Defensores querem Adin contra videoconferência de presos

Redação

A Associação dos Defensores Públicos do Estado do Rio de Janeiro (ADPERJ) defendeu hoje (12), em nota, que a Associação Nacional dos Defensores Públicos (ANADEP) analise com urgência o ajuizamento de uma Ação Direta de Inconstitucionalidade (Adin) no Supremo Tribunal Federal (STF) contra a Lei 11.900, de 2009,que permite a juízes realizarem interrogatório de réus por meio de videoconferência. A norma foi sancionada pelo presidente Luiz Inácio Lula da Silva na quinta-feira da semana passada (8).

Segundo o presidente da entidade carioca, Rodrigo Pacheco, a nova lei viola o princípio da ampla defesa, consagrado pela Constituição Federal. "O interrogatório é um meio de defesa e o direito à presença física do réu perante o juiz é decorrente de um processo penal justo e democrático, representando um retrocesso nas garantias individuais do cidadão", afirmou Pacheco. "Ademais, haverá um aumento do gasto público, visto que será necessária a presença de um defensor público ao lado do réu na instituição prisional e outro ao lado do juiz que colherá as declarações", acrescentou.

A ADPERJ também lamentou a exclusão da Defensoria Pública como um dos órgãos fiscalizadores da sala reservada para realização do ato processual. A lei diz que a sala do estabelecimento prisional usada para o procedimento "será fiscalizada pelos corregedores e pelo juiz de cada causa, como também pelo Ministério Público e pela Ordem dos Advogados do Brasil".
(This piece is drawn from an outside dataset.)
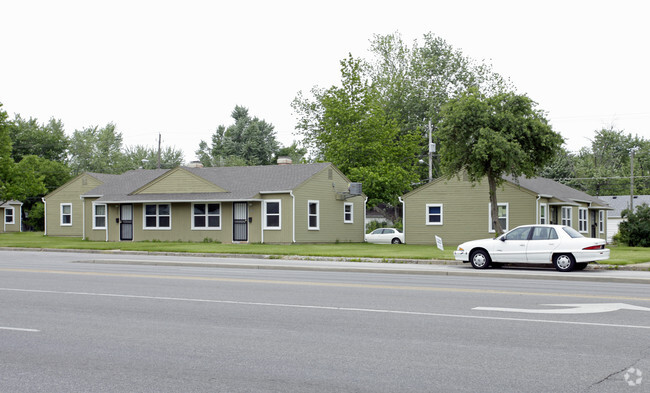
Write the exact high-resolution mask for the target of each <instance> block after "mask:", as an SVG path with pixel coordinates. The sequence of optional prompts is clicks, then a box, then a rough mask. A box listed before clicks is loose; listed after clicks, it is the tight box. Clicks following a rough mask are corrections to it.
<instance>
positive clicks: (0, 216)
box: [0, 201, 23, 233]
De acordo com o projeto sancionado, cabe ao juiz avaliar o uso da videoconferência, em casos de risco de segurança ou quando o réu estiver doente. O juiz deverá garantir ao réu o direito de entrevista prévia e reservada com o seu defensor, além de canais telefônicos reservados para comunicação entre o defensor, que esteja no presídio, e o advogado presente em sala de audiência de Fórum, bem como entre o advogado e o preso.

A Secretaria de Segurança Pública de São Paulo estima que poderá economizar cerca de R$ 6 milhões por ano com o procedimento e reverter esses recursos para o aumento do policiamento das ruas.